Symplectic geometry of a moduli space of framed Higgs bundles

TL;DR

This paper constructs a natural holomorphic symplectic structure on a moduli space of framed Higgs bundles over a Riemann surface, extending the known Poisson structure on the space of twisted Higgs bundles.

Contribution

It introduces a new holomorphic symplectic manifold structure on the moduli space of framed Higgs bundles, enhancing the existing Poisson structure on twisted Higgs bundle moduli.

Findings

The moduli space of framed Higgs bundles admits a natural holomorphic symplectic structure.

The symplectic structure on the framed Higgs moduli space is explicitly investigated.

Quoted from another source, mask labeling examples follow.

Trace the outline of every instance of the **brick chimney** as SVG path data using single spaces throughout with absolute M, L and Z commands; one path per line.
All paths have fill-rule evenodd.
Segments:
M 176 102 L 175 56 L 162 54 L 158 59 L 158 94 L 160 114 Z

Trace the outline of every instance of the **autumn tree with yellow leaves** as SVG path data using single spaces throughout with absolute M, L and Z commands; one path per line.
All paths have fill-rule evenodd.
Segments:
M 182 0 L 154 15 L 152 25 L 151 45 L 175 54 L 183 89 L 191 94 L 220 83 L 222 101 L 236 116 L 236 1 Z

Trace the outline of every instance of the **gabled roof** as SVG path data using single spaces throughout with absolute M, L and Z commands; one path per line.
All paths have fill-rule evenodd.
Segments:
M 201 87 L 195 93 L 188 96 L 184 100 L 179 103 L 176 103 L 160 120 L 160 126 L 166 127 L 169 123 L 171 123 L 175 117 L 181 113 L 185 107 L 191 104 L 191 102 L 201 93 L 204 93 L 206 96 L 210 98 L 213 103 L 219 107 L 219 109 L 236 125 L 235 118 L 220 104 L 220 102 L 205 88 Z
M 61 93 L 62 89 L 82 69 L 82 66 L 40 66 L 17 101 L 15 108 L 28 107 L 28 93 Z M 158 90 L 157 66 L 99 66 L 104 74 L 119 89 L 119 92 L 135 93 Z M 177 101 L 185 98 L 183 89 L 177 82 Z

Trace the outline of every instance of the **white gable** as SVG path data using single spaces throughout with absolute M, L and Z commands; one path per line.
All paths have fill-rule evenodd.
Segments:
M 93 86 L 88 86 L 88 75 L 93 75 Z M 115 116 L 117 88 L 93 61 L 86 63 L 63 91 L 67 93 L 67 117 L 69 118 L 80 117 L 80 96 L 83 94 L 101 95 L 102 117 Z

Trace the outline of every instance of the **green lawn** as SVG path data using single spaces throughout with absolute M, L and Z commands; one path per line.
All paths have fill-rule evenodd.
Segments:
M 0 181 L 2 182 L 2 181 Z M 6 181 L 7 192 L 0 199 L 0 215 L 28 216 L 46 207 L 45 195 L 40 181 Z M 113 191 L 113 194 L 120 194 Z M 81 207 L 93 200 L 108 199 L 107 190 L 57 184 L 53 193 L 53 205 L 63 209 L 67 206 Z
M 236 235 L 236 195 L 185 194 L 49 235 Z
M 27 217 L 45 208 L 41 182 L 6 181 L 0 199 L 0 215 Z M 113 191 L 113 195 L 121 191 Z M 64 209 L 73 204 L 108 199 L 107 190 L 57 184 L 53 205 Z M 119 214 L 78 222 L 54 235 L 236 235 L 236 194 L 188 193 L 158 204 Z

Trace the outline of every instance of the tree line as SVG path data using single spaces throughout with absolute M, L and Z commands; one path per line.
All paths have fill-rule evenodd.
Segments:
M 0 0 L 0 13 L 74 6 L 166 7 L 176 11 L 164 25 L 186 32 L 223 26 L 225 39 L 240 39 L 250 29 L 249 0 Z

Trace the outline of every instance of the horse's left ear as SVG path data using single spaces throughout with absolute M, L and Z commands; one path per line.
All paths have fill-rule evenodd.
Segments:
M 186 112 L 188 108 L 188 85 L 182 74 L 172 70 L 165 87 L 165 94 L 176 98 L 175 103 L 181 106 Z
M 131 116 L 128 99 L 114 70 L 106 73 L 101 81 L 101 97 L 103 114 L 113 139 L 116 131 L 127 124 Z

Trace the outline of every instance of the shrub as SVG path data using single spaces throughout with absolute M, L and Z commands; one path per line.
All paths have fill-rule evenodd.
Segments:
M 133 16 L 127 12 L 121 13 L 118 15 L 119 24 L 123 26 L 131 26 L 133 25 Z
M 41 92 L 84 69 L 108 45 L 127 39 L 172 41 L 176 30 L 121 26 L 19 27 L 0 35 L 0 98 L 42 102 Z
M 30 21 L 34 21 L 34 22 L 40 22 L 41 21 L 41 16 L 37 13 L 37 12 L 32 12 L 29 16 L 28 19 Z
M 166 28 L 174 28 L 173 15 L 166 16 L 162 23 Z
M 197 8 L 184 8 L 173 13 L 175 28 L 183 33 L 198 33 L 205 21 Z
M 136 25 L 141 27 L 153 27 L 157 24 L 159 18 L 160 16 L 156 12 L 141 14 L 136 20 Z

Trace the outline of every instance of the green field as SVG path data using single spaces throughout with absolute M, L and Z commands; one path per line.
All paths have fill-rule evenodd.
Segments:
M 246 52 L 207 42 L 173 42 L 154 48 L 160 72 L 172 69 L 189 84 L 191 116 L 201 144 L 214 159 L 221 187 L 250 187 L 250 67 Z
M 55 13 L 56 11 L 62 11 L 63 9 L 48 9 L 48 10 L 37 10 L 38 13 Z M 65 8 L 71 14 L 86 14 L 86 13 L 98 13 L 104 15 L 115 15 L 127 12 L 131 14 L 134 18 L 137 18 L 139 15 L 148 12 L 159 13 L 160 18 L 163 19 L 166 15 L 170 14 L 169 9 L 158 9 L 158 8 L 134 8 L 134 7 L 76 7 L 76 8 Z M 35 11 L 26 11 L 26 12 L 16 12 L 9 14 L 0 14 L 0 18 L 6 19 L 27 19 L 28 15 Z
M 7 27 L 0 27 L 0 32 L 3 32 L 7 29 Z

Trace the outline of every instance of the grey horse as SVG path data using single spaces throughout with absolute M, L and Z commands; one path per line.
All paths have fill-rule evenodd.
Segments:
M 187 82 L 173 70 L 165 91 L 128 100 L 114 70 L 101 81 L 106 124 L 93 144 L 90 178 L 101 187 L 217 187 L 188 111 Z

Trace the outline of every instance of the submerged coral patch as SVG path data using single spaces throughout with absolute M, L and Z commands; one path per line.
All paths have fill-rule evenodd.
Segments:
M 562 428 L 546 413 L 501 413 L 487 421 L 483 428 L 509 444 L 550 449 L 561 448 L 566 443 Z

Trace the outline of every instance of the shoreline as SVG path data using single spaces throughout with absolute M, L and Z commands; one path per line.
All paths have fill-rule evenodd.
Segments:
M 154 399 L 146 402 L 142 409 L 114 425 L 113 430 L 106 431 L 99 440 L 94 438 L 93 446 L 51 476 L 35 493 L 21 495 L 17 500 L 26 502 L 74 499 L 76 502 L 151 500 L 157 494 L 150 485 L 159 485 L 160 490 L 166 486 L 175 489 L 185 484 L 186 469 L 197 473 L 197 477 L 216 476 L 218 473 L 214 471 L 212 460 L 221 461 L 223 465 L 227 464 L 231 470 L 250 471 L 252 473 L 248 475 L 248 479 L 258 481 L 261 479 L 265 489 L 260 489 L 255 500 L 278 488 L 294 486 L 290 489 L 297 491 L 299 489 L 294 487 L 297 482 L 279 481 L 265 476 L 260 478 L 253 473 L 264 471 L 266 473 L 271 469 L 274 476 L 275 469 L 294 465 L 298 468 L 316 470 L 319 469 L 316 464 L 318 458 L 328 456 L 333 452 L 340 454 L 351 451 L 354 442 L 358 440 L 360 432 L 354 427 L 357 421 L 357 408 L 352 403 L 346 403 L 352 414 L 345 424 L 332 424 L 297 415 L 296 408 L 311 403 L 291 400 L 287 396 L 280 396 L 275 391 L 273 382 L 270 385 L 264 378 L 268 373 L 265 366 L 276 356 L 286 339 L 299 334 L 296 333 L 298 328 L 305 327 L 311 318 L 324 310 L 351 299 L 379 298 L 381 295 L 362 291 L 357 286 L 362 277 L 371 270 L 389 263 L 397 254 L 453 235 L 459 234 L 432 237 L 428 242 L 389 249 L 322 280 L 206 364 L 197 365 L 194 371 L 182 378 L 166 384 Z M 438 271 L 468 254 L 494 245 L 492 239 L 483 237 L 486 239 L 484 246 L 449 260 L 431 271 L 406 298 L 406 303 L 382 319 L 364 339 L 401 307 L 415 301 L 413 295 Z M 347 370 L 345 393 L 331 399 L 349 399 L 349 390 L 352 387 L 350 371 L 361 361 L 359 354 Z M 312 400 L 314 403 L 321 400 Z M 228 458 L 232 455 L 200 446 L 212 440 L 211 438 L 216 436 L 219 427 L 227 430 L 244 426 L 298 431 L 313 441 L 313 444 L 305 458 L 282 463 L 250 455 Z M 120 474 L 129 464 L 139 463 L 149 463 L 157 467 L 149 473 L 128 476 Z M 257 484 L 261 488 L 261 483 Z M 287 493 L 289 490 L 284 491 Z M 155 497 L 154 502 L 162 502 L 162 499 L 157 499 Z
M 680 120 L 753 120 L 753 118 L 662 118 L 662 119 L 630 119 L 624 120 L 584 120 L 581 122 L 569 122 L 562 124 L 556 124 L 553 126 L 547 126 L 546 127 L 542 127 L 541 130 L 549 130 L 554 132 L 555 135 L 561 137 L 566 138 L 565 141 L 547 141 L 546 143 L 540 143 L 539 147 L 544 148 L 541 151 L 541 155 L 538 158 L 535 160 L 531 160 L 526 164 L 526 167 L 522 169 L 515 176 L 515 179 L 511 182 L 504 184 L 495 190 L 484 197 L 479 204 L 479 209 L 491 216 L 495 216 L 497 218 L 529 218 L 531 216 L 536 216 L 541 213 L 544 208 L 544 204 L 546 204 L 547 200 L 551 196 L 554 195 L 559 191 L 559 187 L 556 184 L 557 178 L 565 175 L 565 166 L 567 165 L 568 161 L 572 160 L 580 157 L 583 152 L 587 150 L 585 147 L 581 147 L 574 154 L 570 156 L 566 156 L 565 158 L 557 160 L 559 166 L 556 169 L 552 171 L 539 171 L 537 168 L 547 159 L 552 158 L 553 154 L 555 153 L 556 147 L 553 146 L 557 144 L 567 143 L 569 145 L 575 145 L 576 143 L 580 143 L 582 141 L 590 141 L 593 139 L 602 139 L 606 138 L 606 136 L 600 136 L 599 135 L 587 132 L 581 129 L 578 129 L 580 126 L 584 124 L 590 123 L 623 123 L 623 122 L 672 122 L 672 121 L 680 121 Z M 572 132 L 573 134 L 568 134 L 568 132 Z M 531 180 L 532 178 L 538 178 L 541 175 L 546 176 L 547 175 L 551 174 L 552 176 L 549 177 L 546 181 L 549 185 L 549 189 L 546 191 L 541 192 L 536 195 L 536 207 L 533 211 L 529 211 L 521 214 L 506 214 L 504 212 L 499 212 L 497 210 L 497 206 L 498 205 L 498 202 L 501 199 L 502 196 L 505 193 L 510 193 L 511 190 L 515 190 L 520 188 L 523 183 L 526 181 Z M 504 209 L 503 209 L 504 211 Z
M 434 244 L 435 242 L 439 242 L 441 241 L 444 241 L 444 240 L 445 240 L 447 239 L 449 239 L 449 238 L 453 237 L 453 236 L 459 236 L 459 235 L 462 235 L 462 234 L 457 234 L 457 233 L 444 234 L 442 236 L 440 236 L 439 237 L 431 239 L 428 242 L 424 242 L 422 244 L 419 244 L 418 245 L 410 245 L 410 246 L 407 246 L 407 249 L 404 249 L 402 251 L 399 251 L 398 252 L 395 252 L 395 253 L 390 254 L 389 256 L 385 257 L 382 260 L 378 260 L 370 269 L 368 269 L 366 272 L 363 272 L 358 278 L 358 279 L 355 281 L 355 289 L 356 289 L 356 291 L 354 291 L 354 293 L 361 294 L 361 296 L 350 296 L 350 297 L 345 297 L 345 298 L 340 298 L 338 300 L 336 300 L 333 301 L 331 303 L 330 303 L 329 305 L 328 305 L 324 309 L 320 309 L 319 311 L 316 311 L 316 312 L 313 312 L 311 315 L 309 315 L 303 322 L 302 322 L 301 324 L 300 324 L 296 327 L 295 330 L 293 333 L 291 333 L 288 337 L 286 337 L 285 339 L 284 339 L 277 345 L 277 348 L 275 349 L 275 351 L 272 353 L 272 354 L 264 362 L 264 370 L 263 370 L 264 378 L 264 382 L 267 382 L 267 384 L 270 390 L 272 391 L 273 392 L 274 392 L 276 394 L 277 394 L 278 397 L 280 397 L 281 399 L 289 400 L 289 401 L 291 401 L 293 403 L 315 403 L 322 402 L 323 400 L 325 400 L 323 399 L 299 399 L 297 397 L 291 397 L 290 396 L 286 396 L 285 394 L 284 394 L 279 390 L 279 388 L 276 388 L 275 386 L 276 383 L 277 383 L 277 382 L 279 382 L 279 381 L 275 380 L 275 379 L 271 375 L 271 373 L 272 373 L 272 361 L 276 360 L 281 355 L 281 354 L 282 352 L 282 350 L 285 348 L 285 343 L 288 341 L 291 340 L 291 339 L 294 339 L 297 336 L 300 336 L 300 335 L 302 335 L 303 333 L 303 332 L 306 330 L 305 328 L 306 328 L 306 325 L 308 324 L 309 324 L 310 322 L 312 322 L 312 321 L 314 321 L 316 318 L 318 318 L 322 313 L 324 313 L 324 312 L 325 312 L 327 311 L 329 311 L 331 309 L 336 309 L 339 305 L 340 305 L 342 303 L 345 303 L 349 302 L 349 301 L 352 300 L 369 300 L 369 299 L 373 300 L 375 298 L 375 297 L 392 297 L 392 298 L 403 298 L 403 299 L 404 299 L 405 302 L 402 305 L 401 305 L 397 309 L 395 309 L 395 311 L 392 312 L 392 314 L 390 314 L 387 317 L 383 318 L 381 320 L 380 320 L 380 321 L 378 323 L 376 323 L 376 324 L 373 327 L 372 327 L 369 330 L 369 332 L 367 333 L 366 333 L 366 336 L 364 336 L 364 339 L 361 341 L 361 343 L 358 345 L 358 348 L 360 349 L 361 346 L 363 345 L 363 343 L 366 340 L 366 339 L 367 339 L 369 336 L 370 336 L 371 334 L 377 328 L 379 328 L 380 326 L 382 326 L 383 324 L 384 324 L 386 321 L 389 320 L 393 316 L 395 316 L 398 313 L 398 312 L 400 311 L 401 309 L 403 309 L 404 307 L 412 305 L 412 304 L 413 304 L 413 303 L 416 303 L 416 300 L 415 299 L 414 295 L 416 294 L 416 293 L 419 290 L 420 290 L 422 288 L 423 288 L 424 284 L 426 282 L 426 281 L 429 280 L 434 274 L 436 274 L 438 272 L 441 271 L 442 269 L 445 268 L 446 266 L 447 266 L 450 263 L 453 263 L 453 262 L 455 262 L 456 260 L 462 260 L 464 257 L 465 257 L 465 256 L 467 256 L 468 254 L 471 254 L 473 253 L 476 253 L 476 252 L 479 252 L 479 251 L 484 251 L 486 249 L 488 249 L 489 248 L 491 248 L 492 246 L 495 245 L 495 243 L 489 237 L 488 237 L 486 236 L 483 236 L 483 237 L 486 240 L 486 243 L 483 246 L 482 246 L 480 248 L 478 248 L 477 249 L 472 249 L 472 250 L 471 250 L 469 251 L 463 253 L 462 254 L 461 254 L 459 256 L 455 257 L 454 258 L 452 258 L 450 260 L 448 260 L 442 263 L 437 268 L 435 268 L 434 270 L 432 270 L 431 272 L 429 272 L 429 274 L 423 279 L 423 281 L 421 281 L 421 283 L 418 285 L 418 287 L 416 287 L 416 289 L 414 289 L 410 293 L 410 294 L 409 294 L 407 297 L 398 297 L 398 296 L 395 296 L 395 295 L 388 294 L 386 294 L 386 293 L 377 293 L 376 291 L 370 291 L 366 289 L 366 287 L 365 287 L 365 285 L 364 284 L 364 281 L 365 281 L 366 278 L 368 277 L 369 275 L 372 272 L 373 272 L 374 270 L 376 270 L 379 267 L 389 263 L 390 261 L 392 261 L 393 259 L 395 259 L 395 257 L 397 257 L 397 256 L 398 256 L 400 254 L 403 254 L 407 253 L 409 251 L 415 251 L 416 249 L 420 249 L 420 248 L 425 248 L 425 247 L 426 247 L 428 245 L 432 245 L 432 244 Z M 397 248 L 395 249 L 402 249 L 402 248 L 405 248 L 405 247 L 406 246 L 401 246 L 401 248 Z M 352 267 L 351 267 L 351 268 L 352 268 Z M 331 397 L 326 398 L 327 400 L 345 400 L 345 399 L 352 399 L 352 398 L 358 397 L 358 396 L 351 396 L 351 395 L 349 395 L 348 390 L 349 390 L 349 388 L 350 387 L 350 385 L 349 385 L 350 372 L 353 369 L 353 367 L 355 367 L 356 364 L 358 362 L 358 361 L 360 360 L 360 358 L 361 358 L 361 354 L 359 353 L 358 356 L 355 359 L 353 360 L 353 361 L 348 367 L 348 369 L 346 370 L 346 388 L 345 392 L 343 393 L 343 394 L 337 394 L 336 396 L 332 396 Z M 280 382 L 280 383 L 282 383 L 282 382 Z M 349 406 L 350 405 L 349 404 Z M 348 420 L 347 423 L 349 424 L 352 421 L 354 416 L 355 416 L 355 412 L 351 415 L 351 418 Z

The associated Hitchin system for the framed Higgs bundles is analyzed.

Abstract

Let $X$ be a compact connected Riemann surface and $D$ an effective divisor on $X$. Let ${\mathcal N}_H(r,d)$ denote the moduli space of $D$-twisted stable Higgs bundles (a special class of Hitchin pairs) on $X$ of rank $r$ and degree $d$. It is known that ${\mathcal N}_H(r,d)$ has a natural holomorphic Poisson structure which is in fact symplectic if and only if $D$ is the zero divisor. We prove that ${\mathcal N}_H(r,d)$ admits a natural enhancement to a holomorphic symplectic manifold which is called here ${\mathcal M}_H(r,d)$. This ${\mathcal M}_H(r,d)$ is constructed by trivializing, over $D$, the restriction of the vector bundles underlying the $D$-twisted Higgs bundles; such objects are called here as framed Higgs bundles. We also investigate the symplectic structure on the moduli space ${\mathcal M}_H(r,d)$ of framed Higgs bundles as well as the Hitchin system associated to it.